Demek istediğim şu: sağ seçmen için ‘CHP’ye eli gitmemek’ diye adlandırdığımız bir psikolojik aralık vardır. Bir kasılma hâli, beynin ele hükmedememe durumu. Beyinle el arasındaki bağ koptuktan sonra, elin kendi hafızasının kodlarına göre bildiğini, alışkın olduğunu yapması.
Kabinde tek başına
Şener için tasvir edelim: Oy verme kabinine girdiğinde artık yalnızdır. Orada olsa olsa eski Abdüllatif’in, yıllar içinde inşa ettiği, daha yerleşik olan kimliği ile muhafazakar Abdüllatif’in hayali vardır. Gözlerini sonuna kadar açarak ona bakmakta, atmosferi iyice ağırlaştırmaktadır.
İşte bu ortamda, bu dar aralıkta, siyasi kişiliğinin şekillendiği 1991-2007 arasındaki 16 yıl, dalgalanmalar içinde geçen 2007-2023 arasındaki 16 yıla galip gelmiş olabilir mi?
Yanlış anlaşılmasın: Şener’i temize çıkarmaya, masumlaştırmaya çalışmıyorum.
Sağ seçmenin elinin CHP’ye gitmemesi ile Abdüllatif beyin elinin gitmemesi arasında elbette temel bir fark var. Sağ seçmen hesapsız, Şener ise kariyer hesabıyla kendisini boşluğa düşürüyor. Sağ seçmenin çok gerekçesi olsa da, Şener’in diyeceği hiçbir şey yok. Şener’in sözü ile tavrı arasındaki uyumsuzluk, ağır bir soruna işaret ederken, sağ seçmenin tavrı tam tersi.

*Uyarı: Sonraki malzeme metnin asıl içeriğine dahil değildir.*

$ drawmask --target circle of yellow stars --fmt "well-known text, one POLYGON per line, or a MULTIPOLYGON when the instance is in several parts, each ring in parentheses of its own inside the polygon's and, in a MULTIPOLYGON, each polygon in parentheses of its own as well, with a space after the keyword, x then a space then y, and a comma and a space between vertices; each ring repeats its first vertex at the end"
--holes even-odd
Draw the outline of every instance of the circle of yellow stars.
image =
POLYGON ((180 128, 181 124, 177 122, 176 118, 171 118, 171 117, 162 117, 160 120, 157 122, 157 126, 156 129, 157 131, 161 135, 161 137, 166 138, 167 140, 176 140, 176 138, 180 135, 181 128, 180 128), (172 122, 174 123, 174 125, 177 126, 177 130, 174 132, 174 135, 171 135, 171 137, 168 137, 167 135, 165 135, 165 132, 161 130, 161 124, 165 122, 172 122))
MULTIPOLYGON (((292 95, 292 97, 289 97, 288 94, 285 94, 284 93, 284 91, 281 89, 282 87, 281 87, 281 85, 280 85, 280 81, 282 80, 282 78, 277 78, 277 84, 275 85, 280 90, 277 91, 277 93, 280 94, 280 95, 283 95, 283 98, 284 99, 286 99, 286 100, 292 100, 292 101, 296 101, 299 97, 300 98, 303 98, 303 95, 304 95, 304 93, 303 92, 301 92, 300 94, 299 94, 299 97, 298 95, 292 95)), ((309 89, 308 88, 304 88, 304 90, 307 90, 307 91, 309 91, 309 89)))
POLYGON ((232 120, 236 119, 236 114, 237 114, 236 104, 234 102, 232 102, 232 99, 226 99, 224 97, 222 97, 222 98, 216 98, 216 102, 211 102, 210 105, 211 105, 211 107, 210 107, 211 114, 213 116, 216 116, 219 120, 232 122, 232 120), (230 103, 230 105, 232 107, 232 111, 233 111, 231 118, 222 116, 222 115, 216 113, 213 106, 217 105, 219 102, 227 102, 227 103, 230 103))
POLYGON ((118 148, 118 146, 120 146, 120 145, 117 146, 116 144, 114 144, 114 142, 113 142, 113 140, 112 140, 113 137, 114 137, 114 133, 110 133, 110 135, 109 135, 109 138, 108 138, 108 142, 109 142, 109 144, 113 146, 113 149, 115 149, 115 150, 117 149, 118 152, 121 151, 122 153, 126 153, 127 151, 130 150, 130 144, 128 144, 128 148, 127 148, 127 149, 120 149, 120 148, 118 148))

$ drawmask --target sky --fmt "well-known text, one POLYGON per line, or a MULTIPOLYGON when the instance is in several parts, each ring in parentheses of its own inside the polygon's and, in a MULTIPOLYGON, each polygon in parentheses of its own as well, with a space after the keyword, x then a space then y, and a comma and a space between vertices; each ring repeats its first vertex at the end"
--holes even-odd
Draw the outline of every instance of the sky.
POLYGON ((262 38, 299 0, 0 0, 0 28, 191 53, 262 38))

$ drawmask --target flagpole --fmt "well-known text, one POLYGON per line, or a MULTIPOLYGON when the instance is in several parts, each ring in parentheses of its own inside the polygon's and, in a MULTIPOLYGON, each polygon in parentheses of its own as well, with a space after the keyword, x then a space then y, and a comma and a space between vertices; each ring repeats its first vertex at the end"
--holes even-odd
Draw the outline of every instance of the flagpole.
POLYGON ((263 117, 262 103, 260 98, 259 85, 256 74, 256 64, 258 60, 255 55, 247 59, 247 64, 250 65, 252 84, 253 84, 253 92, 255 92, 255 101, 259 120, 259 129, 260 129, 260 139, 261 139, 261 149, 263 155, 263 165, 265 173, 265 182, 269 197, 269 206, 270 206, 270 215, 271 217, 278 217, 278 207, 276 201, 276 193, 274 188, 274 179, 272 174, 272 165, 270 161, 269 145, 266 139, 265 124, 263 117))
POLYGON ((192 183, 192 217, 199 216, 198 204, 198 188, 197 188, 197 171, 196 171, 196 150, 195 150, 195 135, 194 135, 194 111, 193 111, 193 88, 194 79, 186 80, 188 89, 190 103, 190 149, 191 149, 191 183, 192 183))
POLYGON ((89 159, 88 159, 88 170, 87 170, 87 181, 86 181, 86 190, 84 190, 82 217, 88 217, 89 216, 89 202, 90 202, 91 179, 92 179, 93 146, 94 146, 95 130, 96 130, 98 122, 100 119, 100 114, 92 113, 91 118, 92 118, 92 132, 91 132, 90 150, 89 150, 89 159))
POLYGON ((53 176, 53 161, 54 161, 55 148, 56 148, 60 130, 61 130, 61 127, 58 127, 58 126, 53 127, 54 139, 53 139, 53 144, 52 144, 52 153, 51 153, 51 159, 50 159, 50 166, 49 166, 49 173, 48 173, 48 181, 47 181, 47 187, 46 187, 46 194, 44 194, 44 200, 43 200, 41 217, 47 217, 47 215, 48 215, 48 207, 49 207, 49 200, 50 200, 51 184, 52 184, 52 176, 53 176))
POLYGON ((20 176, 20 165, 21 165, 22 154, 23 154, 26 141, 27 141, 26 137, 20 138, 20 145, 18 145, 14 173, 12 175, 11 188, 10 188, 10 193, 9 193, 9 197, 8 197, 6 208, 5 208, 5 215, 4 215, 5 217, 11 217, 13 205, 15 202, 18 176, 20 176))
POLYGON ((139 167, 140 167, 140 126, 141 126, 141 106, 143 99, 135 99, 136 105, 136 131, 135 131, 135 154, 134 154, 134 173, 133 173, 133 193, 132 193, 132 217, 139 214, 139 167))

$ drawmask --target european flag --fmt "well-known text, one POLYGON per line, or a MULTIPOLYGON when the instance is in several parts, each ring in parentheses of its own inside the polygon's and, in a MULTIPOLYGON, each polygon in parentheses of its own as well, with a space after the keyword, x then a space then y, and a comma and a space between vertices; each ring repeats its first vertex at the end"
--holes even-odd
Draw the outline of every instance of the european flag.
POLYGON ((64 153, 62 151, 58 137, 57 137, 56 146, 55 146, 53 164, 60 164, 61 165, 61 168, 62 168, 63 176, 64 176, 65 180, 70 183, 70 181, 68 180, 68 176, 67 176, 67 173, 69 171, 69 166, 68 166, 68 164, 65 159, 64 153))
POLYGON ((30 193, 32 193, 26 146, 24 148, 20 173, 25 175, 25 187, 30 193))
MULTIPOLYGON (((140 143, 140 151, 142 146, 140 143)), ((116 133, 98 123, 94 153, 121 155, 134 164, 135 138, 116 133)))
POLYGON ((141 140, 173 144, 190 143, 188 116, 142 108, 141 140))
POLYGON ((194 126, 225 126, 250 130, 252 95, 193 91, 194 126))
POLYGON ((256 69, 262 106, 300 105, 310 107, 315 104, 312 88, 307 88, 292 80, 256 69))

Ben sadece ‘bardağı taşıran son damla’ olarak, muhafazakar seçmenin elinin CHP’ye gitmemesi teorisini hatırlatmak istiyorum. “Neden olmasın!” diyorum.
Ayrıca Altılı Masa’nın bütün muhafazakar genel başkanlarının aynı psikoloji ile malûl olduklarını tahmin edebiliriz. Babacan’ı geçelim. “Hayatım CeHaPe zihniyeti ile mücadeleyle geçti” diyen Davutoğlu’nun, oy verme kabininde geçen saniyeler içindeki macerası, çok daha kaotik olmamış mıdır? Ya da Karamollaoğlu’nun?… Akılları mı belirleyici olmuştur? Yoksa, elleri özgürlüklerini ilan etmişler midir?
Bir canlı yayın kazası(!) olarak ya da bir kızgınlık, bir daralma anında, onlardan da itiraflar gelir mi acaba?